GothamSchools — daily independent reporting on NYC public schools

the wide view

City’s value-added initiative early entrant to evolving landscape

New York City schools erupted in controversy last week when the school district released its “value-added” teacher scores to the public after a yearlong battle with the local teachers union. The city cautioned that the scores had large margins of error, and many education leaders around the country believe that publishing teachers’ names alongside their ratings is a bad idea.

Still, a growing number of states are now using evaluation systems based on students’ standardized test-scores in decisions about teacher tenure, dismissal, and compensation. So how does the city’s formula stack up to methods used elsewhere?

The Hechinger Report has spent the past 14 months reporting on teacher-effectiveness reforms around the country and has examined value-added models in several states. New York City’s formula, which was designed by researchers at the University of Wisconsin-Madison, has elements that make it more accurate than other models in some respects, but it also has elements that experts say might increase errors — a major concern for teachers whose job security is tied to their value-added ratings.

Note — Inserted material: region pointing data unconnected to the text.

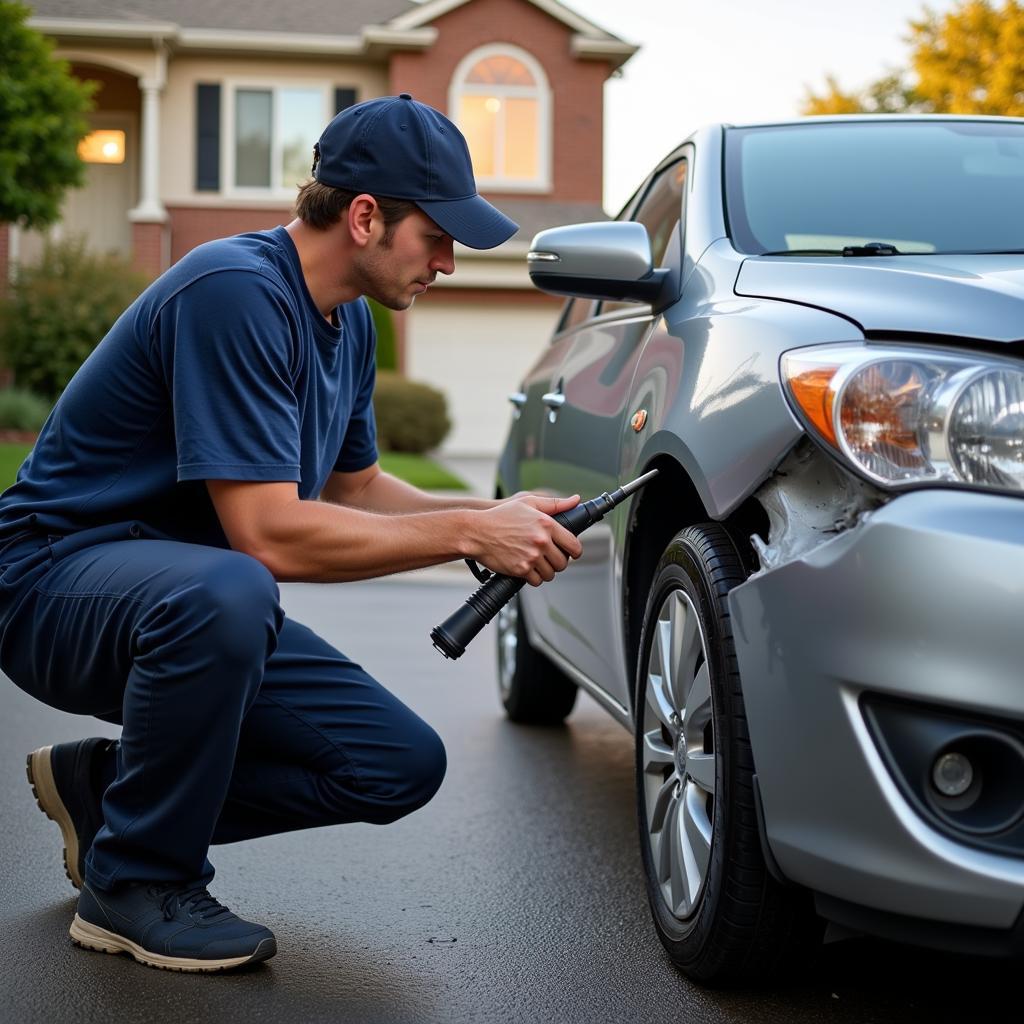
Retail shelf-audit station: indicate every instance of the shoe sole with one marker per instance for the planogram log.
(92, 937)
(44, 788)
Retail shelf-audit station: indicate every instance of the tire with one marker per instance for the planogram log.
(532, 690)
(720, 914)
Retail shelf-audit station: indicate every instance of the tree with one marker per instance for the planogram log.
(42, 117)
(891, 94)
(964, 61)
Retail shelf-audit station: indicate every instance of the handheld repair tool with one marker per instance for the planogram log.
(453, 636)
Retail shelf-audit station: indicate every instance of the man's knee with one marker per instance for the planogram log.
(410, 776)
(230, 606)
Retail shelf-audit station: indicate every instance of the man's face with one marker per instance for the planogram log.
(396, 272)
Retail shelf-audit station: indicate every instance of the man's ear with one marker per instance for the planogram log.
(360, 218)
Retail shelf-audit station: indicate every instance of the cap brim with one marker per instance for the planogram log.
(472, 221)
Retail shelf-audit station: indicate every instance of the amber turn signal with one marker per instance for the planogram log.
(810, 384)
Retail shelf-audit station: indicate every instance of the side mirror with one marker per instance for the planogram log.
(604, 260)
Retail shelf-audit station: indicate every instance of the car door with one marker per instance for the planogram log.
(581, 440)
(536, 401)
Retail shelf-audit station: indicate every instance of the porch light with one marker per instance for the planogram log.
(103, 146)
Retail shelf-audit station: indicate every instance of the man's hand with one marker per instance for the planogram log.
(519, 538)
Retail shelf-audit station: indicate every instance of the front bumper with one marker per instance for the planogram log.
(922, 602)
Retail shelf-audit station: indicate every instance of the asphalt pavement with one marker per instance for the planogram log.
(515, 895)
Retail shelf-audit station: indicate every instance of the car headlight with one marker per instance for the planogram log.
(907, 416)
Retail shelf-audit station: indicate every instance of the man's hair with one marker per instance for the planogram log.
(322, 207)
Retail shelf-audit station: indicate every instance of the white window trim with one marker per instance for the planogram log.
(278, 189)
(542, 183)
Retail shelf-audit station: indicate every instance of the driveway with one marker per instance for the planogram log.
(516, 895)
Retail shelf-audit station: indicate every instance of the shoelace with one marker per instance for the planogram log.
(205, 906)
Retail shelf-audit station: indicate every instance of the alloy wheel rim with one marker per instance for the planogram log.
(508, 623)
(679, 762)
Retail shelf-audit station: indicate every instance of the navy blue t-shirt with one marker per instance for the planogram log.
(222, 369)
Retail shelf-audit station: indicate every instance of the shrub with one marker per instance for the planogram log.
(411, 416)
(20, 410)
(387, 349)
(59, 310)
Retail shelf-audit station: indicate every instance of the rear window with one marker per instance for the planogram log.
(922, 186)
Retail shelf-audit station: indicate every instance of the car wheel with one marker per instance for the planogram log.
(718, 911)
(532, 690)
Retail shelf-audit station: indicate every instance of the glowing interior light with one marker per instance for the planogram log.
(103, 146)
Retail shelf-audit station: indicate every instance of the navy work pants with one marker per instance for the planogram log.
(237, 721)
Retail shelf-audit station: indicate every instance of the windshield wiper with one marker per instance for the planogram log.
(869, 249)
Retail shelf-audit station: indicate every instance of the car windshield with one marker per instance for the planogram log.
(915, 186)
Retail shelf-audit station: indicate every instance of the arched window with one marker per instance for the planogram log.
(501, 100)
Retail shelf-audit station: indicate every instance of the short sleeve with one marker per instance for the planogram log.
(358, 448)
(226, 345)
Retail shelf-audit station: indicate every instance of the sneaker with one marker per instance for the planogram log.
(177, 928)
(67, 780)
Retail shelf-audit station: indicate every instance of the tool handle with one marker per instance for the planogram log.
(459, 629)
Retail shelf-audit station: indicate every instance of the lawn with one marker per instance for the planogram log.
(417, 469)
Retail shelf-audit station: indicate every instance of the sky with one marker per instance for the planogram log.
(733, 60)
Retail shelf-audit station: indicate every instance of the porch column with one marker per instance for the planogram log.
(150, 216)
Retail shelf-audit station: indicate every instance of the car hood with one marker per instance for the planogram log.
(960, 296)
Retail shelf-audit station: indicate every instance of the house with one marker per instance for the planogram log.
(208, 112)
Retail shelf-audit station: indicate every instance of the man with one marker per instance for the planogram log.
(176, 480)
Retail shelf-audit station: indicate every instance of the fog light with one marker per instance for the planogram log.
(952, 774)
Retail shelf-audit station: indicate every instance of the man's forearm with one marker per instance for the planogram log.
(317, 542)
(385, 493)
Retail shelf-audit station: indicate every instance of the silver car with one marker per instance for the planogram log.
(812, 620)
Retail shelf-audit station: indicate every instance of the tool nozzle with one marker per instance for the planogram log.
(628, 488)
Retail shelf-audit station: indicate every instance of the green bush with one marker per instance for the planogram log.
(411, 416)
(387, 347)
(20, 410)
(59, 310)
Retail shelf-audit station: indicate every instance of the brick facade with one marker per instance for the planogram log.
(192, 225)
(577, 86)
(147, 248)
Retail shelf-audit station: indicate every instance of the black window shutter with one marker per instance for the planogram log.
(343, 98)
(207, 137)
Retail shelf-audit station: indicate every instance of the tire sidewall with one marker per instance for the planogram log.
(680, 568)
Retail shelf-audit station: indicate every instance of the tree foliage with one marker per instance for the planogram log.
(59, 309)
(42, 117)
(967, 60)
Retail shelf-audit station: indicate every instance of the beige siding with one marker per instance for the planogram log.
(477, 353)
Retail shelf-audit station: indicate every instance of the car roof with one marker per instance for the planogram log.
(846, 118)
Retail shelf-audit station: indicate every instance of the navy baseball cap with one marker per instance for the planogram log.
(399, 147)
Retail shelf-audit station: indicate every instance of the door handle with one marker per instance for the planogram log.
(554, 400)
(518, 399)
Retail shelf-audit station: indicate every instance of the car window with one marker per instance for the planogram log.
(918, 186)
(658, 211)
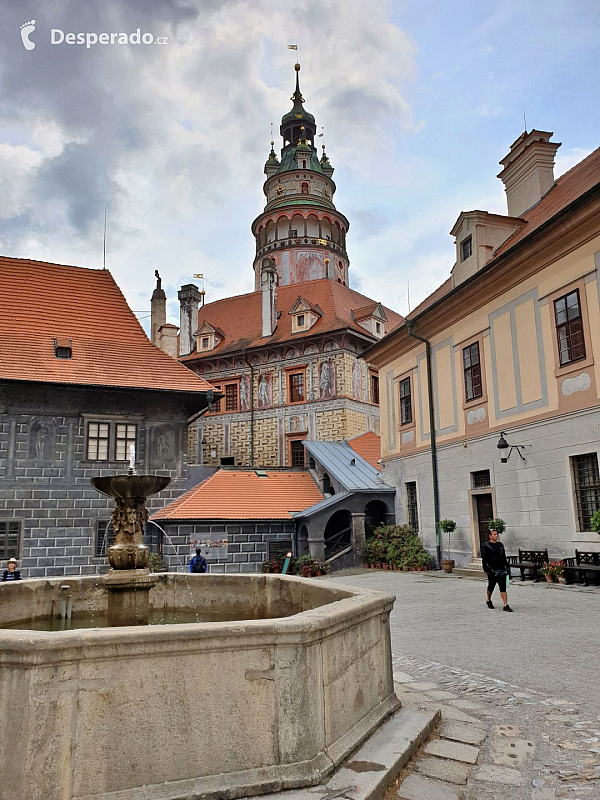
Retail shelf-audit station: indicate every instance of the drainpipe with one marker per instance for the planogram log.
(434, 473)
(251, 407)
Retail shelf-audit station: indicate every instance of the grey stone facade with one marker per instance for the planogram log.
(247, 543)
(45, 475)
(535, 498)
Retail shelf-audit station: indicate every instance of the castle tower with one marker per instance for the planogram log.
(300, 231)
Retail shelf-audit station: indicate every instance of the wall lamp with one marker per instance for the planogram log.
(506, 448)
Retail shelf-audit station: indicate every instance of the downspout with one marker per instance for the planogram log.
(434, 472)
(250, 366)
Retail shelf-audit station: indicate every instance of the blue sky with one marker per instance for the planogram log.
(419, 102)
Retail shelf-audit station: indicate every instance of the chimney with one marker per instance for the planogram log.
(528, 170)
(167, 339)
(268, 288)
(158, 309)
(189, 299)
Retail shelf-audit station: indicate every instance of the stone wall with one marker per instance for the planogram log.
(246, 548)
(45, 480)
(535, 498)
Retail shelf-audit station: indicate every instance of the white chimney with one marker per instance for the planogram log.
(528, 170)
(189, 300)
(158, 309)
(268, 288)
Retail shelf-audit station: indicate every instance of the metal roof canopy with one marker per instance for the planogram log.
(344, 464)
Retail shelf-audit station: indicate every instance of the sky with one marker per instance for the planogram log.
(418, 100)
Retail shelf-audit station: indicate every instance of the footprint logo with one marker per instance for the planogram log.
(26, 29)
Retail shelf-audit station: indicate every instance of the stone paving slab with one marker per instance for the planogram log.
(459, 732)
(417, 787)
(443, 770)
(453, 750)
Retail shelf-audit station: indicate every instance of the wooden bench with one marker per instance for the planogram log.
(529, 559)
(582, 563)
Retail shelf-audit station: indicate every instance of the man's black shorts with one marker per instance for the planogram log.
(496, 580)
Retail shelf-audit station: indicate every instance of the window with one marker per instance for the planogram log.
(587, 488)
(569, 328)
(10, 535)
(472, 368)
(412, 508)
(105, 537)
(375, 389)
(126, 436)
(296, 453)
(296, 383)
(97, 443)
(481, 479)
(466, 249)
(231, 403)
(405, 402)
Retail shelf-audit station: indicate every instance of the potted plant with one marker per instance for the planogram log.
(447, 526)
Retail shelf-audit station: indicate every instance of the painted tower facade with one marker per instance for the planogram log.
(300, 232)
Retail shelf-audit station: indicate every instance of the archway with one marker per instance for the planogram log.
(375, 515)
(338, 533)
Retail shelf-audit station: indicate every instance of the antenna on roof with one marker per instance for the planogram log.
(104, 250)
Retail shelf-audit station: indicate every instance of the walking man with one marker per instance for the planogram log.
(495, 565)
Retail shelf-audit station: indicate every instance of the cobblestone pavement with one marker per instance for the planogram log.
(530, 722)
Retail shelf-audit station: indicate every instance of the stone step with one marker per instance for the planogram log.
(369, 771)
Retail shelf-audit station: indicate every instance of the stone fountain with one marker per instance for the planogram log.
(129, 580)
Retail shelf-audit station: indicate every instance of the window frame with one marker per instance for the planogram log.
(128, 439)
(412, 504)
(472, 372)
(566, 326)
(402, 402)
(580, 514)
(98, 439)
(8, 521)
(290, 376)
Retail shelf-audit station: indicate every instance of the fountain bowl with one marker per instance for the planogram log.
(274, 699)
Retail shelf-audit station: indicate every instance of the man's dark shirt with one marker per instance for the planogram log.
(493, 557)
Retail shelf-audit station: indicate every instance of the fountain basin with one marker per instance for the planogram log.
(186, 711)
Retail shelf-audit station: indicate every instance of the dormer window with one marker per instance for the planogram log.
(466, 248)
(63, 348)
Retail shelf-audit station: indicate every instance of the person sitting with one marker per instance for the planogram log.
(198, 562)
(12, 573)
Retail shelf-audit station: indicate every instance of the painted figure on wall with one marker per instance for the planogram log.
(264, 390)
(327, 380)
(244, 394)
(356, 381)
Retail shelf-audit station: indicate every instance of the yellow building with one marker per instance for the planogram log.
(512, 342)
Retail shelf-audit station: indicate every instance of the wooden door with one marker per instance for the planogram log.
(485, 513)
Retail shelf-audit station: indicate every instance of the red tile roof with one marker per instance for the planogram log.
(240, 317)
(242, 494)
(367, 445)
(41, 302)
(566, 189)
(574, 183)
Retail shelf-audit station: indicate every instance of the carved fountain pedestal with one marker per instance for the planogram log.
(129, 580)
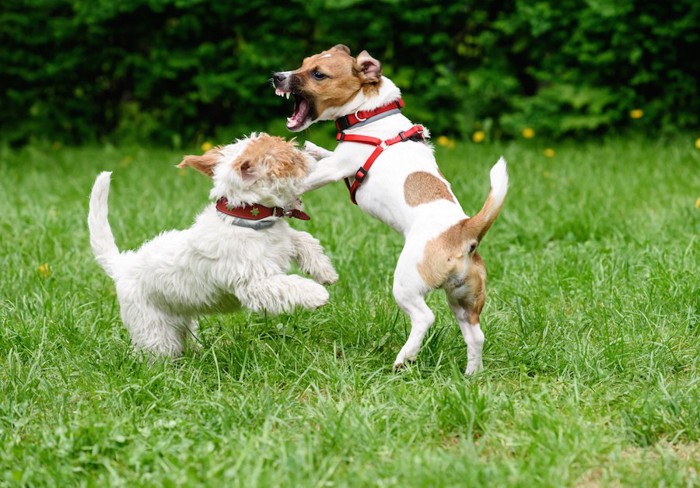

“There’s a lot of debate about what the best model is,” said Douglas Harris, an expert on value-added modeling at the University of Wisconsin-Madison who was not involved in the design of New York’s statistical formula. The city used the formula from 2007 to 2010 before discontinuing it, in part because New York State announced plans to incorporate a different formula into its teacher evaluation system.

Value-added models use complex mathematics to predict how well a student can be expected to perform on an end-of-the-year test based on several characteristics, such as the student’s attendance and past performance on tests. Teachers with students who take standardized math and English tests (usually fewer than half of the total number of teachers in a district) are held accountable for getting students to reach this mark. If a teacher’s students, on average, fall short of their predicted test-scores, the teacher is generally labeled ineffective, whereas if they do as well as or better than anticipated, the teacher is deemed effective or highly effective.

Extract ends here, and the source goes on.